The Oxford Martin Programme on Security Futures explores how global security is being reshaped by climate change, artificial intelligence, pandemics and other systemic risks, and what this means for how societies understand and respond to risk in the 21st century.

Global military spending has almost doubled since the end of the Cold War. Is the world a safer place?

It is time to rethink our approach to global security, which is too often considered simply a matter of military strength: bigger defence budgets, stronger deterrence, harder borders. Those things can matter. But they no longer describe the full reality of what makes societies safe, prosperous and resilient.

In the 21st century, global security is increasingly shaped by risks still too often treated as peripheral, including climate change, pandemics, artificial intelligence, biodiversity loss and cyber risk.

This has created a dangerous mismatch between the way global security is commonly imagined and the way insecurity is actually experienced. Global military expenditure exceeded 2.7 trillion USD in 2024 – the highest level on record – even as climate shocks, pandemics and digital risks emerge as primary drivers of instability. Climate change is intensifying extreme weather, food insecurity and displacement. In 2022 alone, climate‑related disasters displaced around 32 million people, more than conflict. Pandemics and cyberattacks can spread across borders with extraordinary speed: COVID‑19 killed over 7 million people and cost the global economy roughly 12.5 trillion dollars.

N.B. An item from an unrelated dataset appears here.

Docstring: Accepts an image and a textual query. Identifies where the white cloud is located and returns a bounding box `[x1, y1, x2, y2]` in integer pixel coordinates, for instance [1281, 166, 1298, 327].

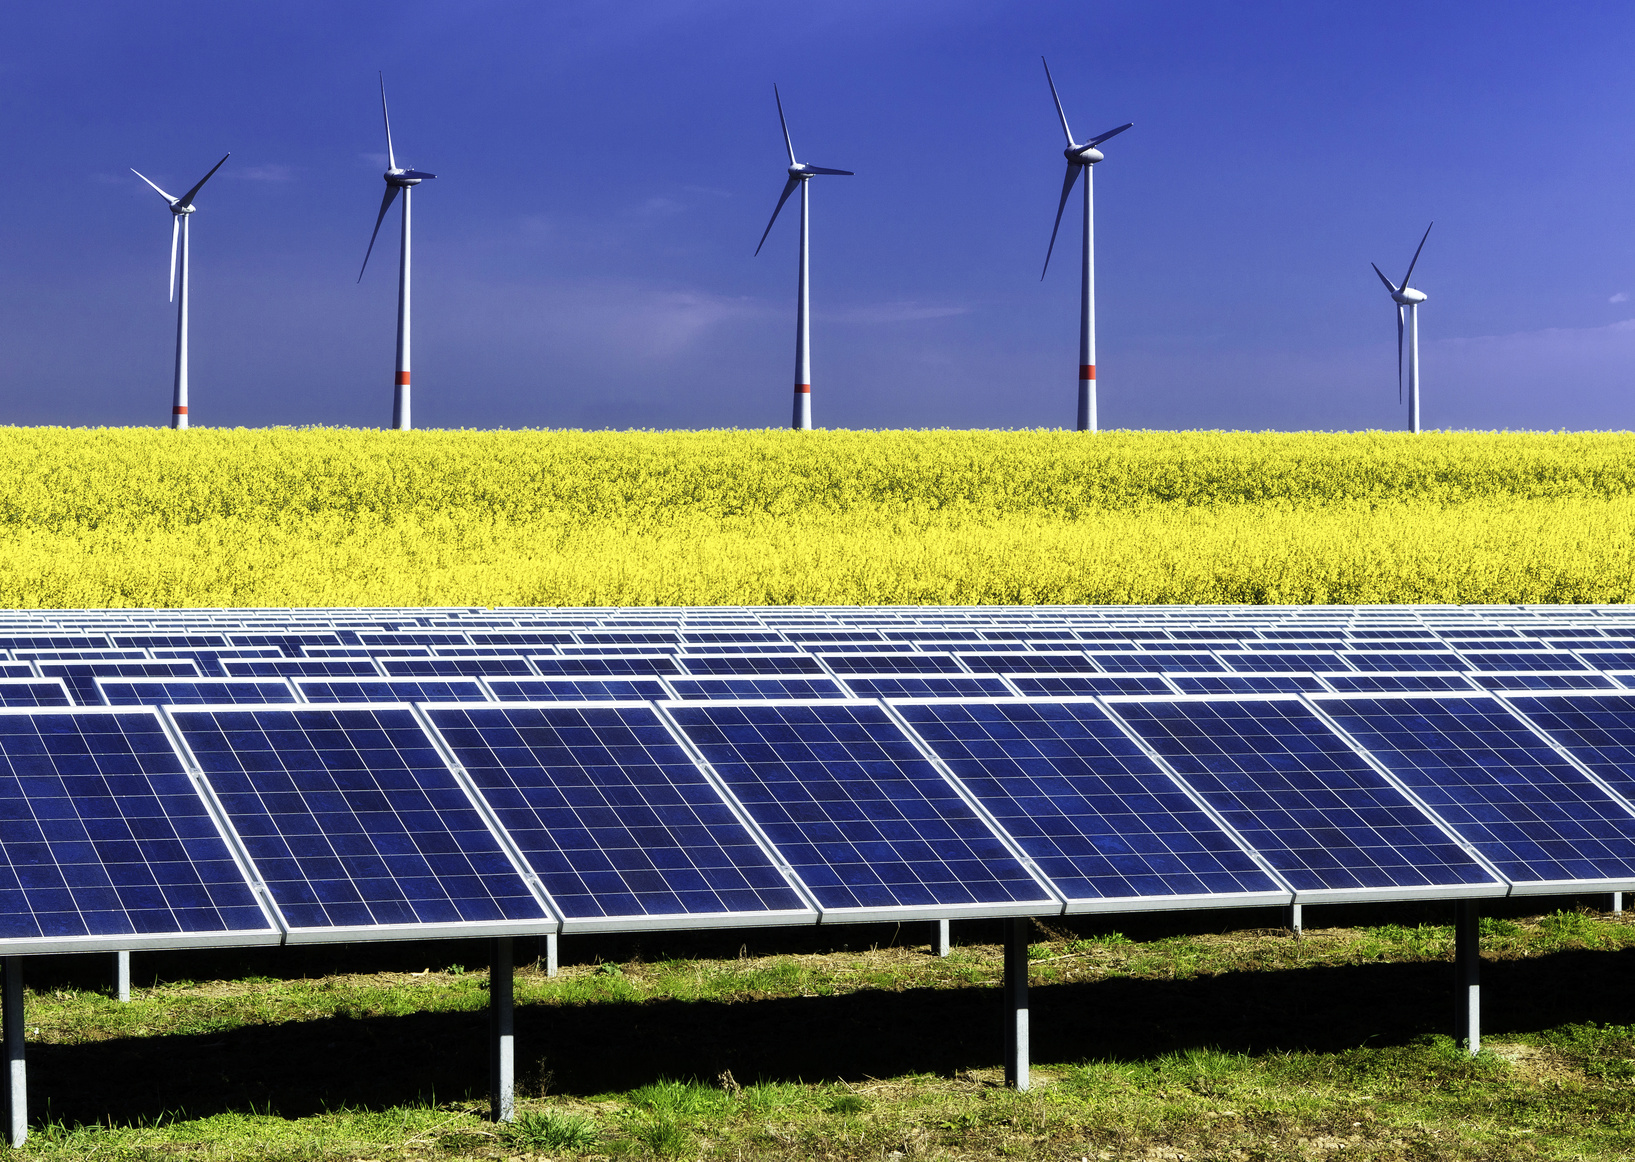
[1612, 292, 1629, 304]
[236, 164, 296, 183]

These risks are especially dangerous because they do not occur in isolation. They interact and cascade across connected systems, turning localised shocks into national or global crises. These are examples of systemic risks, where shocks in one area can trigger instability across others. For much of the world, these are not abstract future risks: whether Africa, South Asia, Europe or Small Island Developing States, the consequences of cascading insecurity are already lived daily. Any serious rethinking of security must start from that reality, not from the vantage point of those most insulated from it.

Insecurity is also increasingly shaped by the digital environments through which people interpret the world. Platforms and algorithms reward outrage and division. AI makes it harder to tell what is real. That makes it easier for fear to be manipulated for political or commercial ends – and harder to build the public support that cooperation requires. Security today is not only about protecting territory or infrastructure. It is also about protecting the social and informational conditions on which societal resilience depends.

The world is heavily invested in the security of the last century while remaining underprepared for the kinds of insecurity that define this one. Without a broader and more integrated understanding of global security, governments risk continuing to respond to symptoms while neglecting the deeper drivers of instability.

 

Headshot of Achim Steiner wearing a dark jumper over a shirt

The Security Futures Programme is built for this moment: when geopolitical tensions are high but systemic risks are higher; when multilateralism is weak but the need for cooperation is urgent; when public trust is eroding but public agency is possible; when security thinking is dangerously narrow but the window to expand it remains open.

– Achim Steiner, Programme Director

Why now

This matters now because decisions on security, artificial intelligence, climate adaptation, and public health will shape global security for decades to come. If security frameworks do not expand to reflect these realities, crises will overlap, reinforce one another and become harder to contain. Cooperation is often presented as being at odds with national security, when in fact it is increasingly a condition of it. The task is not to dismiss conventional security concerns, but to place them within a broader and more realistic understanding of what security means in an interconnected age.

What makes the programme different

The programme is designed to be more than a research exercise. Over the next three years we plan to develop a global platform, the Security Futures Lab, to engage partners and the public on five continents. 

The aim is to shift how security is understood and debated: helping policymakers think about systemic risks in more joined-up ways, broadening public conversation about what security means, and making the case that systemic risks such as climate, health and digital / AI risks belong at the centre of security thinking, not at its margins.

Underpinning this is a commitment to building knowledge differently. Most security analysis still flows in one direction and reflects the assumptions of the institutions that produce it. This programme is designed to work against that tendency, drawing knowledge and engaging experts from across the world, shaping its research priorities based on their inputs, and co-producing knowledge with them as shared owners of a shared risk agenda. What emerges should look and feel different from what currently dominates the field: more plural in its perspectives, and more capable of reflecting the full range of risks that people actually face.